Les décisions du tribunal de commerce sont susceptibles d'appel devant la Cour d'appel dans le délai d'un mois à compter de la notification du jugement. Le pourvoi en cassation devant la Cour de cassation (chambre commerciale, financière et économique) est possible sur un moyen de droit uniquement, sans réexamen des faits. Le Code de procédure civile régit la procédure applicable devant l'ensemble de ces juridictions.
Modes alternatifs de résolution des conflits
L'arbitrage commercial est largement utilisé dans les litiges d'affaires, en particulier pour les contentieux internationaux. Les parties peuvent insérer une clause compromissoire dans leur contrat, désignant un tribunal arbitral institutionnel — comme la Chambre de commerce internationale (CCI) de Paris ou le Centre de médiation et d'arbitrage de Paris (CMAP) — ou un tribunal arbitral ad hoc. La sentence arbitrale est exécutoire après exequatur accordé par le tribunal judiciaire.
La médiation commerciale et la conciliation permettent une résolution amiable plus rapide et moins coûteuse. Depuis la loi n° 2019-222 du 23 mars 2019 de programmation de la justice, certaines demandes en justice inférieures à 5 000 euros doivent être précédées d'une tentative de résolution amiable, sous peine d'irrecevabilité.

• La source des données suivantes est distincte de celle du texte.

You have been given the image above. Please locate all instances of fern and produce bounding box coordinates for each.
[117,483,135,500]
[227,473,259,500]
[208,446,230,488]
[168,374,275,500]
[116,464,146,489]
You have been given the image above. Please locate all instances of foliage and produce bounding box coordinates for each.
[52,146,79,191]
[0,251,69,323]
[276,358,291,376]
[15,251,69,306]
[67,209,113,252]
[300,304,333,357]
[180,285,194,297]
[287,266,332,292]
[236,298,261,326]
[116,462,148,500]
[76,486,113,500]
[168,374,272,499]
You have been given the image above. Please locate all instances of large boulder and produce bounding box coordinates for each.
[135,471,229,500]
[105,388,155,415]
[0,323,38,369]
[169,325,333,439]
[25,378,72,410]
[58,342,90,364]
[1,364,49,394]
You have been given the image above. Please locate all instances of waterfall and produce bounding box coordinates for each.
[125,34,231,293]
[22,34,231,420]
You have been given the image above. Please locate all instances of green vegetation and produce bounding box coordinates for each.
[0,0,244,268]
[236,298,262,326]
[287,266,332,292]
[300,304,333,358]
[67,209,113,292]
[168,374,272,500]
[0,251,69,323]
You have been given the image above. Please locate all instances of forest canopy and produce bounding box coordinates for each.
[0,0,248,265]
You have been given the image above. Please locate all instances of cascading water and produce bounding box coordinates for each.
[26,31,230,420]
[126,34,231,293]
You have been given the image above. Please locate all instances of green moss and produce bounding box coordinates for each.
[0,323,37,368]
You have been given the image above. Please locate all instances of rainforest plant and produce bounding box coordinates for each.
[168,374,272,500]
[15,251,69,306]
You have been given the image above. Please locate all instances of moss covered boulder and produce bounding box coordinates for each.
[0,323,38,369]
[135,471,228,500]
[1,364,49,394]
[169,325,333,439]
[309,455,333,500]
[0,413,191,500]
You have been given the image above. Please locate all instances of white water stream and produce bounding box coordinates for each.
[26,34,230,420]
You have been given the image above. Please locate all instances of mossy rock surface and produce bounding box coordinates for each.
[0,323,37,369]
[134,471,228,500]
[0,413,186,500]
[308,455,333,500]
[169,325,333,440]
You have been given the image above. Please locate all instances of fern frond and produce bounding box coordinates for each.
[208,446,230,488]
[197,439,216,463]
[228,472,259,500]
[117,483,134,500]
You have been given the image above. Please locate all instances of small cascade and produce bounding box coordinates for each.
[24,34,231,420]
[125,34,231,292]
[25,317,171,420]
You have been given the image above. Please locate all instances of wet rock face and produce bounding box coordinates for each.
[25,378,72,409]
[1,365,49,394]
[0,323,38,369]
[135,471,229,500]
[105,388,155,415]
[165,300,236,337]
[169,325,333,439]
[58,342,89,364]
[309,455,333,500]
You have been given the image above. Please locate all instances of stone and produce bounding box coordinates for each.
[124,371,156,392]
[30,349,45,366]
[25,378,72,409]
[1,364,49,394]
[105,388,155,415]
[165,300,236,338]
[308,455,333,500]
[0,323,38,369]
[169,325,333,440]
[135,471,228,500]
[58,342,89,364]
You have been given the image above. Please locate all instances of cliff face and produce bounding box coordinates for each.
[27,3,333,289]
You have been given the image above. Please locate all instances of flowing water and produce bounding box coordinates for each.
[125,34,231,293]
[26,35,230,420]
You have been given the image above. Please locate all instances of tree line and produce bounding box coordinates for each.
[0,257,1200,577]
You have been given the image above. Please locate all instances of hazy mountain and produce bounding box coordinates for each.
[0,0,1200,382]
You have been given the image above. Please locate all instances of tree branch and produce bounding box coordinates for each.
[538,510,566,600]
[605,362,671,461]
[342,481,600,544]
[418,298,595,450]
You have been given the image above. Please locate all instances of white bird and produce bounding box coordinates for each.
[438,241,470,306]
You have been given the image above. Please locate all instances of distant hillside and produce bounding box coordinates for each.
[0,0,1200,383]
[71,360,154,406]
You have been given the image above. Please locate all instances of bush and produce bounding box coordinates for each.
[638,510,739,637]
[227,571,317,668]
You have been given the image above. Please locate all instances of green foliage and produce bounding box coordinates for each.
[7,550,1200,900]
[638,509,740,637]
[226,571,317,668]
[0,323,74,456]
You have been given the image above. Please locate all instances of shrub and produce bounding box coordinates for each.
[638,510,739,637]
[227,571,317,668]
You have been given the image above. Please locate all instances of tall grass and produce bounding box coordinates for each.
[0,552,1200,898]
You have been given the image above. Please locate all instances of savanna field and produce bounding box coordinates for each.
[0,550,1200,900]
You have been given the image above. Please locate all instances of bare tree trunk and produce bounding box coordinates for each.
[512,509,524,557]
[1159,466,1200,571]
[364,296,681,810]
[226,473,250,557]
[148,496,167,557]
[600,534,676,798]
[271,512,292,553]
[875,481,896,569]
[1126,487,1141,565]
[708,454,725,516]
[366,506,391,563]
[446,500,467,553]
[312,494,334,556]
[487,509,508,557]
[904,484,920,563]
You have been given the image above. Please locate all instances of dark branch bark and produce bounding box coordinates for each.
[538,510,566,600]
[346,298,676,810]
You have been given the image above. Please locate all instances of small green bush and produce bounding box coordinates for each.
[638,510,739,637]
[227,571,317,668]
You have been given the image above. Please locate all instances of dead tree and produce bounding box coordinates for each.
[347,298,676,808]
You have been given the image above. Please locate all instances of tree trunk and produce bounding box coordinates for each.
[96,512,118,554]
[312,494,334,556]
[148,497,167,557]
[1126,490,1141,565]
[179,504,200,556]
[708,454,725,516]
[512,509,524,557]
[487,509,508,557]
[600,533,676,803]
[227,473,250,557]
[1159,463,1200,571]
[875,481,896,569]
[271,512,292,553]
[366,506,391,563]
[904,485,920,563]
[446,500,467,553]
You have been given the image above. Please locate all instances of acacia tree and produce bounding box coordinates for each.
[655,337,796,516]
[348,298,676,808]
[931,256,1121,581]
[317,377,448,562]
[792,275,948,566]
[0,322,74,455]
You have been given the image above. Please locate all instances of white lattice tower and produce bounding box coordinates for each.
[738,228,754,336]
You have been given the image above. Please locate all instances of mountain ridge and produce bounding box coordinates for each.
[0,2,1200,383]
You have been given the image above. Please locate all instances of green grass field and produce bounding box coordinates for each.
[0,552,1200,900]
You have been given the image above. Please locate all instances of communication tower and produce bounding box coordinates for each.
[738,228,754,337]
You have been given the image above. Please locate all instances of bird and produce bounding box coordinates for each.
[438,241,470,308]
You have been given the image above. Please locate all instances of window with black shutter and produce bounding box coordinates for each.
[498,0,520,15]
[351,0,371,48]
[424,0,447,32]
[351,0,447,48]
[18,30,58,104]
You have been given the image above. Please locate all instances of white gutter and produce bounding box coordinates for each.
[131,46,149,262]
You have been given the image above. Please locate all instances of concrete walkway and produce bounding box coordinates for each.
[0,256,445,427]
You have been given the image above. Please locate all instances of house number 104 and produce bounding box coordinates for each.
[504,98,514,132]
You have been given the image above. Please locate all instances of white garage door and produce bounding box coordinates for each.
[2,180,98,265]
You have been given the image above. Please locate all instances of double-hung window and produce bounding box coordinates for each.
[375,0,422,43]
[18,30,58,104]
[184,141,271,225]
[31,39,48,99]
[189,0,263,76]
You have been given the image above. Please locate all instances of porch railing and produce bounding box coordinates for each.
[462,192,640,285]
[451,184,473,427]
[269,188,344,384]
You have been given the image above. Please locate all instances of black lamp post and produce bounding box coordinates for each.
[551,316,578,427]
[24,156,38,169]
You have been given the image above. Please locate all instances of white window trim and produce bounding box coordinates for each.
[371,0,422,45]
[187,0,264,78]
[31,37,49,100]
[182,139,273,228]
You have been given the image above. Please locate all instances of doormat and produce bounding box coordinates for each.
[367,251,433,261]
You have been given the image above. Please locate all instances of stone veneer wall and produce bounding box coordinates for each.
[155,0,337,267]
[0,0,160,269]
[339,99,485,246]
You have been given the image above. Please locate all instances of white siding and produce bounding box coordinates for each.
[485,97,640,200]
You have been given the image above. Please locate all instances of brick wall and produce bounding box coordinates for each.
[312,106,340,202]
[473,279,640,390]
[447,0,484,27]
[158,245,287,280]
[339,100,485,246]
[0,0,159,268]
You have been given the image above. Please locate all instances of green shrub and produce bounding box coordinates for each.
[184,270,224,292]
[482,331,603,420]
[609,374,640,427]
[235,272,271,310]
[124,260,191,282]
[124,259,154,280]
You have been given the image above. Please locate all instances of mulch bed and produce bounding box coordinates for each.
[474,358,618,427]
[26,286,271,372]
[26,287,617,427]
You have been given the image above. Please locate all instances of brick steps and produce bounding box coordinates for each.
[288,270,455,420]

Droit commercial et carrières professionnelles
Le droit commercial constitue un domaine d'expertise central dans plusieurs métiers juridiques et financiers :
- L'avocat spécialisé en droit des affaires conseille et représente les entreprises dans la négociation et la rédaction de contrats, la conduite de contentieux commerciaux et les opérations de fusions-acquisitions. En 2024, la France comptait environ 73 000 avocats inscrits au barreau, dont une proportion significative exerçant en droit commercial.

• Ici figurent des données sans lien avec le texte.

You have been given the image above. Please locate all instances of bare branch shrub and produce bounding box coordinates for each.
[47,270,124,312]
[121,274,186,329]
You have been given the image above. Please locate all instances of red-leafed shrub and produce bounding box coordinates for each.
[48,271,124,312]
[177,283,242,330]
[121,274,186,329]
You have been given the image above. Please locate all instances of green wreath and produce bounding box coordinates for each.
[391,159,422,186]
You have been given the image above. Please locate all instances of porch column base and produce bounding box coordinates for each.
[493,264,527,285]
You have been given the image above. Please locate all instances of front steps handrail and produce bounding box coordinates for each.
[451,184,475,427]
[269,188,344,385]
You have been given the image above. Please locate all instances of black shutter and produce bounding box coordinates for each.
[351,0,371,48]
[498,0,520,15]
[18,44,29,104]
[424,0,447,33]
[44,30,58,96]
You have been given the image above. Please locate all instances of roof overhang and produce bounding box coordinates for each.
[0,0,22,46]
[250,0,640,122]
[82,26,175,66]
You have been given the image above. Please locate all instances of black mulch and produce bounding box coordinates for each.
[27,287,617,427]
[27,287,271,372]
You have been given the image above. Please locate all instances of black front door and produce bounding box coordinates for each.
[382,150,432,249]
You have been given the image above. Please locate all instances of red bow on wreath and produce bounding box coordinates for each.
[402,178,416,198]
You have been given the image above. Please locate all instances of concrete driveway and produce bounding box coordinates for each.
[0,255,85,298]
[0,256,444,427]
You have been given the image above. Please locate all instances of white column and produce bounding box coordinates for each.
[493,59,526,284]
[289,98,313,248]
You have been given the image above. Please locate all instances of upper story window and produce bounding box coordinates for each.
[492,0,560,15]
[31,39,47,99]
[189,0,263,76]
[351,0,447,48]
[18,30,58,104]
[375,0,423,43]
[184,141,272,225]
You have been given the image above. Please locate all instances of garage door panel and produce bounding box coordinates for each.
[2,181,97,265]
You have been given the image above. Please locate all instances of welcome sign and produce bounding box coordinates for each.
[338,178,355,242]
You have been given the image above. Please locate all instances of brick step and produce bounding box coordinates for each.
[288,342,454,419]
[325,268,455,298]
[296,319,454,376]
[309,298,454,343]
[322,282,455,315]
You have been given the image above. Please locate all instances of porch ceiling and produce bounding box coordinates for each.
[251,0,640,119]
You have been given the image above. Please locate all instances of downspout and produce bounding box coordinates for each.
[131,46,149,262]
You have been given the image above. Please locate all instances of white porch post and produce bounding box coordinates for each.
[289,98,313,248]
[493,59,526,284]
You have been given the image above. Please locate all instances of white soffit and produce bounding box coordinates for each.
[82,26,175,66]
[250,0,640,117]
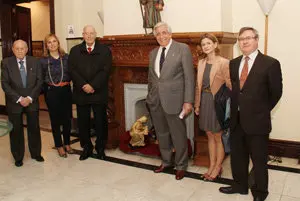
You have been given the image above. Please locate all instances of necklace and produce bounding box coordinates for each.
[48,57,64,87]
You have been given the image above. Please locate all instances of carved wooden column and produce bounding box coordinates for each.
[100,32,236,166]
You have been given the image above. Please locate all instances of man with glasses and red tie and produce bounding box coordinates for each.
[1,40,44,167]
[219,27,282,201]
[68,25,112,160]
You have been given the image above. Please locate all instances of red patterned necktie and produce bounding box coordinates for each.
[240,56,250,89]
[88,47,92,54]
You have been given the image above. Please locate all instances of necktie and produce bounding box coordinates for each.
[240,56,250,89]
[19,60,27,88]
[88,47,92,54]
[159,47,166,72]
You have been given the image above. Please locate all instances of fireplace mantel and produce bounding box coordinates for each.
[68,32,237,166]
[99,32,237,137]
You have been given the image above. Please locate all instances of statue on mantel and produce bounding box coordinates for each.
[140,0,164,34]
[129,116,149,147]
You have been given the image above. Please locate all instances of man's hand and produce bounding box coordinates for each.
[182,103,193,116]
[82,84,95,94]
[20,97,31,107]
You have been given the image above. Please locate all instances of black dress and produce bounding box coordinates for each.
[199,64,221,133]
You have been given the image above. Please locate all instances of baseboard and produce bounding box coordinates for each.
[269,139,300,159]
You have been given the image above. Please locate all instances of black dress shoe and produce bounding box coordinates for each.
[32,156,45,162]
[219,186,248,195]
[154,165,174,173]
[79,148,93,161]
[96,149,106,160]
[15,160,23,167]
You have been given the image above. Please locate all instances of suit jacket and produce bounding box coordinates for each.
[68,41,112,105]
[1,56,43,113]
[229,52,282,135]
[146,40,195,114]
[195,56,231,112]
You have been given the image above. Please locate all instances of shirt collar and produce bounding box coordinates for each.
[17,56,26,65]
[243,49,258,61]
[161,38,172,50]
[85,42,95,50]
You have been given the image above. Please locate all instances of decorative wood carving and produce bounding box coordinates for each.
[99,32,236,161]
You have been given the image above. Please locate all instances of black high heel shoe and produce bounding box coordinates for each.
[203,167,223,181]
[56,147,68,158]
[65,145,75,154]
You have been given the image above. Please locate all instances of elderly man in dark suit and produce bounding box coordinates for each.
[220,27,282,201]
[68,25,112,160]
[1,40,44,167]
[146,22,195,180]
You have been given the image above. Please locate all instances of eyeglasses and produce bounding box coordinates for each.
[238,36,256,42]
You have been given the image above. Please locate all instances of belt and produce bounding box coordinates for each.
[48,82,70,87]
[202,88,211,93]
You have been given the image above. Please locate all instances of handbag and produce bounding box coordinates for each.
[222,98,230,154]
[222,128,230,154]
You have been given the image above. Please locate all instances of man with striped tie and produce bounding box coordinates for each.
[1,40,44,167]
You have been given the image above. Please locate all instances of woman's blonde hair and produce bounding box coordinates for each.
[44,33,66,57]
[197,33,220,59]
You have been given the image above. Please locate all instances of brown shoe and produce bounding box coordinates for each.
[154,165,174,173]
[175,170,185,180]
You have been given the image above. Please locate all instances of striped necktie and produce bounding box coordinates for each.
[19,60,27,88]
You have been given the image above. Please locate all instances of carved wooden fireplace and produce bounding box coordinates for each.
[100,32,236,166]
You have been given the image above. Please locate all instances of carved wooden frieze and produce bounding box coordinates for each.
[99,32,236,67]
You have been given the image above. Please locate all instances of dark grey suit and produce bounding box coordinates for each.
[1,56,43,161]
[229,52,282,199]
[146,40,195,170]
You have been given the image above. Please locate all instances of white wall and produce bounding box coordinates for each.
[54,0,103,50]
[103,0,223,35]
[18,1,50,41]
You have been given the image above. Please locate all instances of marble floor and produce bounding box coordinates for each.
[0,131,300,201]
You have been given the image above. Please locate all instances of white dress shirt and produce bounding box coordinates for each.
[17,57,27,73]
[17,56,32,103]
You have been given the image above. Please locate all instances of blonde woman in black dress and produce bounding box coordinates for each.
[195,33,231,181]
[41,34,74,158]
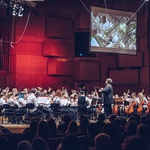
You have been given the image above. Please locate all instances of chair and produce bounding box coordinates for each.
[77,106,90,118]
[2,104,14,123]
[46,137,63,150]
[26,103,37,123]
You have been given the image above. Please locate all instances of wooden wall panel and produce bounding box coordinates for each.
[43,41,74,57]
[48,60,74,75]
[45,17,73,39]
[109,70,139,84]
[74,14,90,29]
[119,52,143,67]
[16,55,47,75]
[74,61,100,81]
[13,41,42,55]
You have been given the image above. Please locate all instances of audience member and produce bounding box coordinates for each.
[122,135,147,150]
[32,137,49,150]
[57,134,81,150]
[17,140,32,150]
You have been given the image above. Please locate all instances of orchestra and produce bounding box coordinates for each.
[0,87,150,123]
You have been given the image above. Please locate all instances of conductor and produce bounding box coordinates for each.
[99,78,114,117]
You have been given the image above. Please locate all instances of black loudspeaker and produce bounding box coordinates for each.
[74,32,96,57]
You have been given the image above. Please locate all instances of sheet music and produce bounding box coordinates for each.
[37,96,48,104]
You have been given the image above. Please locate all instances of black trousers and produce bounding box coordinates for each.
[104,104,112,117]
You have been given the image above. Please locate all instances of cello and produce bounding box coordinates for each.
[137,89,145,114]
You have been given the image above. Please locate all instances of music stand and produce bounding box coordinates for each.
[91,98,97,120]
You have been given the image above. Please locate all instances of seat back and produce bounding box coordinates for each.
[26,103,34,109]
[51,103,60,111]
[3,104,10,109]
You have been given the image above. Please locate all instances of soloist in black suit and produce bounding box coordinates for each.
[101,84,114,116]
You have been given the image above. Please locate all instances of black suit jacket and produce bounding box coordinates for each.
[101,84,114,104]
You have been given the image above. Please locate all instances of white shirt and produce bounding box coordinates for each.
[27,93,38,112]
[7,98,19,106]
[0,97,5,105]
[53,96,62,106]
[18,98,26,107]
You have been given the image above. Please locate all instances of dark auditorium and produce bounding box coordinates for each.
[0,0,150,150]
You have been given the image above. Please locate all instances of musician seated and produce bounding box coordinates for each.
[53,90,76,120]
[78,91,88,114]
[138,93,148,114]
[27,88,44,119]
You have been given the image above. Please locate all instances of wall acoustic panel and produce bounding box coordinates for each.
[48,59,74,75]
[119,52,143,67]
[45,17,73,38]
[109,69,139,84]
[74,14,90,29]
[74,61,100,81]
[0,70,7,88]
[43,41,74,57]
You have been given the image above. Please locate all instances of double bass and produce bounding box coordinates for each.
[125,92,137,114]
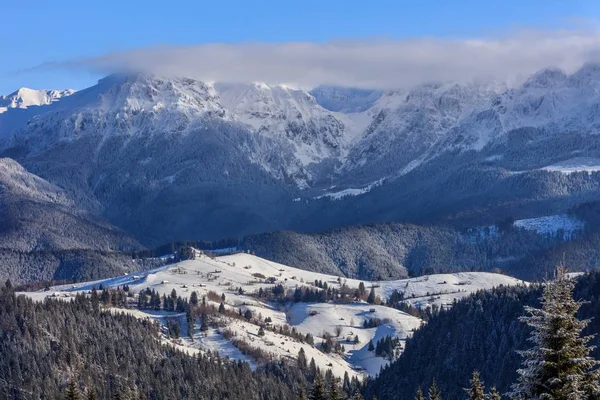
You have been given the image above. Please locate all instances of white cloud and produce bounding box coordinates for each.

- Le juriste d'entreprise (ou in-house counsel) gère en interne les aspects juridiques de l'activité : validation des contrats, conformité réglementaire, gestion des litiges, propriété intellectuelle et secret des affaires.

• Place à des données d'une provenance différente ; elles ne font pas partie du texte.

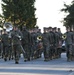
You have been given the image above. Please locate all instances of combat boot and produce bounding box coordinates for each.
[15,61,19,64]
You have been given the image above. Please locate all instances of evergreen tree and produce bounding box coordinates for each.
[61,0,74,29]
[2,0,37,28]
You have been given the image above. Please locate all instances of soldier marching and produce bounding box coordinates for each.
[0,22,74,64]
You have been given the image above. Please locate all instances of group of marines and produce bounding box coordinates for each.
[0,26,74,64]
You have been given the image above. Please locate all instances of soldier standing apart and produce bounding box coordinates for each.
[64,28,73,61]
[1,29,9,61]
[11,26,23,64]
[42,28,50,61]
[22,26,31,61]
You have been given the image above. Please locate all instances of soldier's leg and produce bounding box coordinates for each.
[14,45,19,64]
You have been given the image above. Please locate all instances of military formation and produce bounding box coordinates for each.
[0,23,74,64]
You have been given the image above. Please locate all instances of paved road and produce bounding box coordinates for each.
[0,53,74,75]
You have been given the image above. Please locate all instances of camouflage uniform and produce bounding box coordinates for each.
[11,27,23,64]
[42,28,50,61]
[1,30,9,61]
[22,28,31,61]
[64,31,72,61]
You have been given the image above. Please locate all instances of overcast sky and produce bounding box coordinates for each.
[0,0,72,33]
[35,0,72,33]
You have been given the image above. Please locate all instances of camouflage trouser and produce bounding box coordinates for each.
[2,46,8,61]
[66,44,72,60]
[44,45,50,59]
[23,44,31,60]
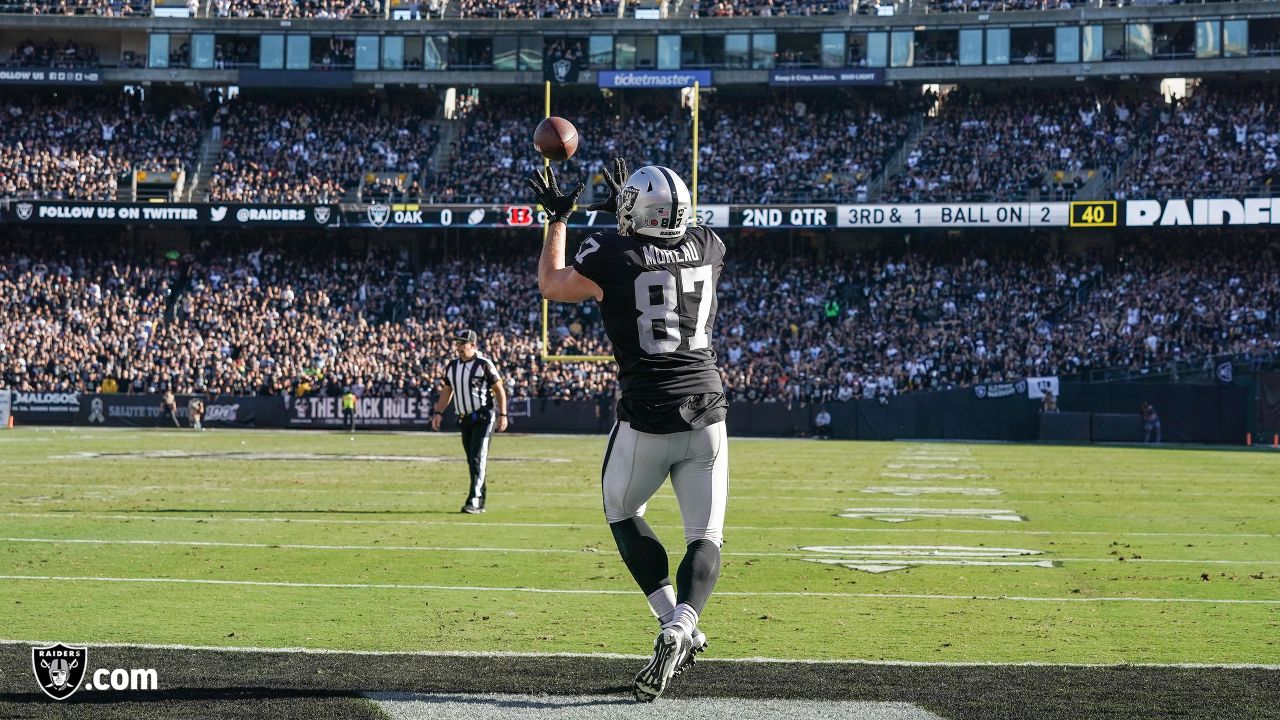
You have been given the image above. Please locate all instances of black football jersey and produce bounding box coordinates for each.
[573,227,726,433]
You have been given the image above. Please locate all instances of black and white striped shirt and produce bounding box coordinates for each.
[444,352,500,418]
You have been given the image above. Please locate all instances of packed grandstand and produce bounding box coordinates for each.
[0,81,1280,204]
[0,0,1280,415]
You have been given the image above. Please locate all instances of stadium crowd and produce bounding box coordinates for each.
[884,91,1152,202]
[4,38,99,69]
[0,94,201,200]
[0,81,1280,204]
[0,0,151,18]
[0,231,1280,402]
[209,97,439,202]
[457,0,618,20]
[430,92,929,202]
[1115,83,1280,200]
[209,0,383,20]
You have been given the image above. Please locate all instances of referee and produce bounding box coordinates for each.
[431,331,507,515]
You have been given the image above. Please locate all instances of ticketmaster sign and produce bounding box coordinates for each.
[596,70,712,87]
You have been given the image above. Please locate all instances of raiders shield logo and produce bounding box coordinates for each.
[618,186,640,213]
[31,643,88,700]
[369,205,392,228]
[552,58,573,82]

- Le notaire intervient dans les cessions de fonds de commerce, les actes constitutifs de certaines sociétés et les opérations immobilières liées à l'activité commerciale, notamment les baux commerciaux.
- L'expert-comptable accompagne les commerçants dans leurs obligations comptables et fiscales, avec une compétence qui recoupe le droit commercial pour les questions de constitution de société, de cession d'entreprise et de procédures collectives.
- Le commissaire aux comptes certifie les comptes des sociétés commerciales dépassant les seuils légaux et joue un rôle d'alerte en cas de difficultés financières.
Les formations menant à ces métiers incluent le Master 2 en droit des affaires ou en droit commercial (bac+5), le Certificat de recherche d'aptitude à la profession d'avocat (CRFPA) suivi du Centre régional de formation à la profession d'avocat (CRFPA, 18 mois), le Diplôme supérieur de comptabilité et de gestion (DSCG, bac+5) pour les experts-comptables, et le concours de notaire après un Master 2 spécialisé. Ces métiers représentent plusieurs dizaines de milliers d'emplois en France dans les cabinets d'affaires, les directions juridiques de grands groupes et les études notariales.